Poll: Most Nevadans oppose Gold Butte changes, support public land protection
Nevadans oppose reductions to Gold Butte National Monument by a more than three-to-one margin, according to a Colorado College poll released Thursday morning, and a majority of respondents disprove of how the current administration has handled environmental issues.
The annual Conservation in the West poll, conducted by a bipartisan research team, surveyed 400 registered voters in eight Western states, including Nevada. The poll, with a 5 percent margin of error, found an uptick in westerners who view themselves as conservationists amid growing concern about a range of environmental issues, from poor streamflow to wildfires.
As was true under the prior administration, the poll showed broad support for public land. The poll found Western voters — in Arizona, Colorado, Idaho, Montana, New Mexico, Nevada, Utah and Wyoming — favor emphasizing public lands protection over energy production. Republican voters favor protection by a slim 6 percent margin, siding with Democrats (73 percent margin) and independents (52 percent margin).
Where there is partisan disagreement is over specific questions about how public lands should be managed.
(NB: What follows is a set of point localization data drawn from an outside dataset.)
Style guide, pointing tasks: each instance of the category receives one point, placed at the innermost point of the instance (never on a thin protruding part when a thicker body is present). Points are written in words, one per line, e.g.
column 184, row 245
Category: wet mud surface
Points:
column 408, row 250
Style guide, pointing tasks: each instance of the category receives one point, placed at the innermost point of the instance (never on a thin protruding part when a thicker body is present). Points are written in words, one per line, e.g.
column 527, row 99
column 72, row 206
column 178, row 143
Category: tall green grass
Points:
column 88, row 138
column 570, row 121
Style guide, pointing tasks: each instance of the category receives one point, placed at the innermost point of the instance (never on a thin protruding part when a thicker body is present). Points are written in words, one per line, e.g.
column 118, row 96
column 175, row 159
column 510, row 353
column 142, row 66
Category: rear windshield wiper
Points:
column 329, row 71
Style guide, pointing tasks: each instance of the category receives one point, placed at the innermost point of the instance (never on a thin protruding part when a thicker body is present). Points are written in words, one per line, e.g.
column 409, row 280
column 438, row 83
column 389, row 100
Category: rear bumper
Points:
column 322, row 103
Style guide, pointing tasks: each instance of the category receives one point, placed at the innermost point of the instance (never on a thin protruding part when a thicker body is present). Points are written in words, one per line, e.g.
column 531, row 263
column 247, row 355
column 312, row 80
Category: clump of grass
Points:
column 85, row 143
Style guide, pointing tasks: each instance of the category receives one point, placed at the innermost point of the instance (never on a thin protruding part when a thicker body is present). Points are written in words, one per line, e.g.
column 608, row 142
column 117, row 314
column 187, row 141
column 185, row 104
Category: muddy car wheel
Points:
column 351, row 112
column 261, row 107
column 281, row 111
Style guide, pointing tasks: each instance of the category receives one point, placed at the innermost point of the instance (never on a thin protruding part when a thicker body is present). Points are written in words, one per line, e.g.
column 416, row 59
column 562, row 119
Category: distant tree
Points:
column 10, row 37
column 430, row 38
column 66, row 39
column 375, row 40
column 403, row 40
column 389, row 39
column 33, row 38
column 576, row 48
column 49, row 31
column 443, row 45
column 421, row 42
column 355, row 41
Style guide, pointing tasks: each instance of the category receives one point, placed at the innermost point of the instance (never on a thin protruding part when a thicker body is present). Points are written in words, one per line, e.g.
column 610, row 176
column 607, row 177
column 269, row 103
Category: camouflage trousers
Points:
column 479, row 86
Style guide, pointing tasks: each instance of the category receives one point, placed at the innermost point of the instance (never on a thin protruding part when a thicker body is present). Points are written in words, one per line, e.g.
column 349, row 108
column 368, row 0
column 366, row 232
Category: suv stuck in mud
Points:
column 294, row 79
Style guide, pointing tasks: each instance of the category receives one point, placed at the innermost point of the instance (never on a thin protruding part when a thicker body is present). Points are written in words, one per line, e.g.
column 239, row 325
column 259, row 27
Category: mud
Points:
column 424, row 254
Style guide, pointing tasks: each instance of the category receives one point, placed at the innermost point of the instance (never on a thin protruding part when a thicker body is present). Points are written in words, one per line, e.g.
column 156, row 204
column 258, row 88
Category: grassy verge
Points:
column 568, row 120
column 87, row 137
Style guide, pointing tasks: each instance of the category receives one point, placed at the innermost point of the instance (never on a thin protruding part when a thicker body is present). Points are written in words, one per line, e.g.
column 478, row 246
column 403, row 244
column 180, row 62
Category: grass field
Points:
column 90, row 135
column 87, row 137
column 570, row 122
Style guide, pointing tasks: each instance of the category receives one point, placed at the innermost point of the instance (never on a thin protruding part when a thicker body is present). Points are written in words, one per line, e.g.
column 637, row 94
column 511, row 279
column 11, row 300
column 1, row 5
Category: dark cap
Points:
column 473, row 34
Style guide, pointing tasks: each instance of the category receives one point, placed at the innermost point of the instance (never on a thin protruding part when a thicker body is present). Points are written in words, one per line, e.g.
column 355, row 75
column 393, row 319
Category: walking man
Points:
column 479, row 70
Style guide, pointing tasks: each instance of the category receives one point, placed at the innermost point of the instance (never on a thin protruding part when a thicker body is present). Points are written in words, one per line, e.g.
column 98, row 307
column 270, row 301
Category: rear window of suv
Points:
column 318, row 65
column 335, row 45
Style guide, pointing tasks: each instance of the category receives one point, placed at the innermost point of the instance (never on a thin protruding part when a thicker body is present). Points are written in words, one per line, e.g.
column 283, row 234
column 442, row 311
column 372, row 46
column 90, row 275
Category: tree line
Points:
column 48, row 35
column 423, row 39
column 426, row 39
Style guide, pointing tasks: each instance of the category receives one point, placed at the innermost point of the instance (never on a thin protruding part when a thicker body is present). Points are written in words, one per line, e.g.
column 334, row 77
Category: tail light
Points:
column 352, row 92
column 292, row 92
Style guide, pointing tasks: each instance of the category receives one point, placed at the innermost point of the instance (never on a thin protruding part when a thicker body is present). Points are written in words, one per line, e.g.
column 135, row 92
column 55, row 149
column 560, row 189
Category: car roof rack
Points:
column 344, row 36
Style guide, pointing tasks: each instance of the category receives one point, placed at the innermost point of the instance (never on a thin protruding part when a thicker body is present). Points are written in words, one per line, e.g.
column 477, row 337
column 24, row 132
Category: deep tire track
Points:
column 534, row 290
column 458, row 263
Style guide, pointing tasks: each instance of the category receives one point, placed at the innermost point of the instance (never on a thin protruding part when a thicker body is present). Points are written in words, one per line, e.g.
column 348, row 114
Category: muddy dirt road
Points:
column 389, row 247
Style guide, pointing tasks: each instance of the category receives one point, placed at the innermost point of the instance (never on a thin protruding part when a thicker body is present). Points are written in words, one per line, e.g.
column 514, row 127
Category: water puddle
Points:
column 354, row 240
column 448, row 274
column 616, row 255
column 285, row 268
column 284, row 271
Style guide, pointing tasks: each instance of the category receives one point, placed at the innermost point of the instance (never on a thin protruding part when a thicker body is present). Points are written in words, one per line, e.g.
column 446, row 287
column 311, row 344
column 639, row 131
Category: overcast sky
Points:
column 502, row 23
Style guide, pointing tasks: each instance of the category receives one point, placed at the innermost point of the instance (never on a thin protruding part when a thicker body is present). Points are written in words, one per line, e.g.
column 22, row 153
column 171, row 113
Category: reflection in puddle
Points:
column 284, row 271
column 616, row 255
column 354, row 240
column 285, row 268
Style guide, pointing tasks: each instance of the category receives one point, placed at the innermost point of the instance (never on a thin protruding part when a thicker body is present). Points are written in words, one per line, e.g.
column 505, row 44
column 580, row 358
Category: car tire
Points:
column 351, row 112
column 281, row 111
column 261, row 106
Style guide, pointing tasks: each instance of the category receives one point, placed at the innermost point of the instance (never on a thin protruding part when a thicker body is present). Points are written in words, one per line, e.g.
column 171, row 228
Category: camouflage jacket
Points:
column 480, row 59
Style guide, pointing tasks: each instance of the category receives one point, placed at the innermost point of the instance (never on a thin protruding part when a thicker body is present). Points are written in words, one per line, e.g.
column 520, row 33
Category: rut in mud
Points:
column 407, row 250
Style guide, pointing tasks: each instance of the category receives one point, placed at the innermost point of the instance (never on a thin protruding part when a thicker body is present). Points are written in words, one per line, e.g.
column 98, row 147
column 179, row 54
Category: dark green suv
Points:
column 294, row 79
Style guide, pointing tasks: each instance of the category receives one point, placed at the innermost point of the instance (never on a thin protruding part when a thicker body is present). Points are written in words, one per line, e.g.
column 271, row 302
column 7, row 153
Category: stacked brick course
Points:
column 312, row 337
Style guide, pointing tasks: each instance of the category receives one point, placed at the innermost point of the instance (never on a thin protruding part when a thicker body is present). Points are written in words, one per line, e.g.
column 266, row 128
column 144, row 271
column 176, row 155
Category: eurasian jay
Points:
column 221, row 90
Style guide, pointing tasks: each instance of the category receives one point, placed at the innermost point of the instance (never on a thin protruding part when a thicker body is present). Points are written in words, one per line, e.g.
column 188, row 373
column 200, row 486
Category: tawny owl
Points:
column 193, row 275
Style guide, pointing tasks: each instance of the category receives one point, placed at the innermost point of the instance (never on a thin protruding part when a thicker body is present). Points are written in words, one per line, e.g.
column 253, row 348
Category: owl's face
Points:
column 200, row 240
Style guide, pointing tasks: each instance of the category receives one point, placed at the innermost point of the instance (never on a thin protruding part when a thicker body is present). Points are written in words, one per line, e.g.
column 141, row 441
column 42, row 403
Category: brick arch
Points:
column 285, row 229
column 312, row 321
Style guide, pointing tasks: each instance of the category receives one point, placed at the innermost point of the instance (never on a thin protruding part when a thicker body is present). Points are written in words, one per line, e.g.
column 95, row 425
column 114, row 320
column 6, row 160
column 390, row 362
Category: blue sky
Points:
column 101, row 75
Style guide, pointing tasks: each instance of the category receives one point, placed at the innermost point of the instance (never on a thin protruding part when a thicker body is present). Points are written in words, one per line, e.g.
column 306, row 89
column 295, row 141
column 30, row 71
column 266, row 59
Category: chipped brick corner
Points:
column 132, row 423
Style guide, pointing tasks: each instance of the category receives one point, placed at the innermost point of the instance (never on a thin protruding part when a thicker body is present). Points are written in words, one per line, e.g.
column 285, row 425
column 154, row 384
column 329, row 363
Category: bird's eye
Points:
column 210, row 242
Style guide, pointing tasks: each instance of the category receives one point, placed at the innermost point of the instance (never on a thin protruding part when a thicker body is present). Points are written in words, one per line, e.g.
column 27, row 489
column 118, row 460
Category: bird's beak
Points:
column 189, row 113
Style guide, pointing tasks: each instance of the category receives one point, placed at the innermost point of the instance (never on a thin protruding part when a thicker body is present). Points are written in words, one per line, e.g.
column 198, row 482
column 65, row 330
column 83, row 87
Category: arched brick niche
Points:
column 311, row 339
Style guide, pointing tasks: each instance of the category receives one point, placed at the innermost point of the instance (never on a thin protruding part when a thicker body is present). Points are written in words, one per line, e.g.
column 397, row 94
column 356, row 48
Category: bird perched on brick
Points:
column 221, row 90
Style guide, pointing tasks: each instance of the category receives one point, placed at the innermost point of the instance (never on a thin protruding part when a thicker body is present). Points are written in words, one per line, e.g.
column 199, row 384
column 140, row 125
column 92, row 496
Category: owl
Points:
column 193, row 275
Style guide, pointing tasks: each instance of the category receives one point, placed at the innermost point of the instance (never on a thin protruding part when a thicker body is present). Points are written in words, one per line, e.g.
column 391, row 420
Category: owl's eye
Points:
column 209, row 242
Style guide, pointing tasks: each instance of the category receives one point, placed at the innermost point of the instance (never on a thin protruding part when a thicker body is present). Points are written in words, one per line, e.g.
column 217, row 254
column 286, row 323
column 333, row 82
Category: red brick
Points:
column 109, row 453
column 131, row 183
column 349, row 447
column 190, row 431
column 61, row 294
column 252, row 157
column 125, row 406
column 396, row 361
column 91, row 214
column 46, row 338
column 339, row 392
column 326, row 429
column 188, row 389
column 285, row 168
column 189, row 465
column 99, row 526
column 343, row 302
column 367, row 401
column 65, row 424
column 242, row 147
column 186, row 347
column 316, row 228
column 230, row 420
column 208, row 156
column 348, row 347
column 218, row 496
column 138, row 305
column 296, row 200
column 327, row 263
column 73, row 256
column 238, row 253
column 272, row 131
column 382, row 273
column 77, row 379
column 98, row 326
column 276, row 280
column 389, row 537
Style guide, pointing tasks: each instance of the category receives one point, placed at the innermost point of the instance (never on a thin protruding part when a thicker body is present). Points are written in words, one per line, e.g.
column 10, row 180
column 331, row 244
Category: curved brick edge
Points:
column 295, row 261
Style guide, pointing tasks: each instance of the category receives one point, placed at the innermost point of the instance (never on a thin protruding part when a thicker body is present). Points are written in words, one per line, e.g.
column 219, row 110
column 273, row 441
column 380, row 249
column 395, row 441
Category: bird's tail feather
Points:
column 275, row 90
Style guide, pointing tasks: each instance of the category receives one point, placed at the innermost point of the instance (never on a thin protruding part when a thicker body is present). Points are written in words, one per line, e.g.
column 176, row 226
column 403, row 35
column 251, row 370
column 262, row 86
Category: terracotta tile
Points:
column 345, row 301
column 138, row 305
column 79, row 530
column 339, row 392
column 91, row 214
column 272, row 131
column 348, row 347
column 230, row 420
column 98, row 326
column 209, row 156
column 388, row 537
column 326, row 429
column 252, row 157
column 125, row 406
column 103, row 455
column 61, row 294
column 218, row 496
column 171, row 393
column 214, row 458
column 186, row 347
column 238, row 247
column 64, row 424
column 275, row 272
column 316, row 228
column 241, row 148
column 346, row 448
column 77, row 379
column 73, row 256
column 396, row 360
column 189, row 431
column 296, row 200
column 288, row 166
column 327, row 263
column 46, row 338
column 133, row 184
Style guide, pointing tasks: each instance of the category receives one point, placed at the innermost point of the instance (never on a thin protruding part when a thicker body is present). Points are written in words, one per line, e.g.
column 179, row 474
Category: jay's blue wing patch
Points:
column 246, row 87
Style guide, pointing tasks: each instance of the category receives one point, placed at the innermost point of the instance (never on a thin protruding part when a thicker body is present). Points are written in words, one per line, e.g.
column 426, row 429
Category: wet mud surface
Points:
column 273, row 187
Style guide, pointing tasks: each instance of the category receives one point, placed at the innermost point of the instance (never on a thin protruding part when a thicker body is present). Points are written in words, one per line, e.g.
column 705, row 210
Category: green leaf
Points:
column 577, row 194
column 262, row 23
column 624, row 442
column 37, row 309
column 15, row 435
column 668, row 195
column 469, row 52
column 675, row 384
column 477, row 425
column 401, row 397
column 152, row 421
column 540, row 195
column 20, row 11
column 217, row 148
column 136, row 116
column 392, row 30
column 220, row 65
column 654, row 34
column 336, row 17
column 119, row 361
How much public land should be available to private companies? Does it make sense to privatize campgrounds? Should there be higher fees for crowded National Parks?
Most Nevadans — 70 percent — think shrinking the size of Gold Butte National Monument would be “a bad thing for the state.” Last year, Interior Secretary Ryan Zinke recommended shrinking the boundaries of Gold Butte, which was designated during the final days of the Obama administration. The monument is near Mesquite, 90 miles northeast of Las Vegas.
The poll also reflected the anti-establishment undercurrents running through both parties. A small majority of Nevadans — 53 percent — said their state representatives did not reflect their values. But when asked if their D.C. representatives shared their values, 79 percent said no.
After good hydrology last season, the Southwest and almost all of Nevada has experienced below average precipitation. Snowpack, which melts into rivers in the spring, is crucial for replenishing Western water supplies like the Colorado River. Concerns about what a lackluster start to the season means for streamflow was reflected in the survey, which was conducted in December. About 86 percent of Nevadans characterized low water levels as a serious issue.
Some other interesting findings:
- 66 percent of Nevadans support keeping Obama-era sage grouse management plans.
- 70 percent of Nevadans favor water conservation and recycling to meet city demand.
- 75 percent of Nevadans think the Colorado River, Las Vegas’ main water supply, is “at risk.”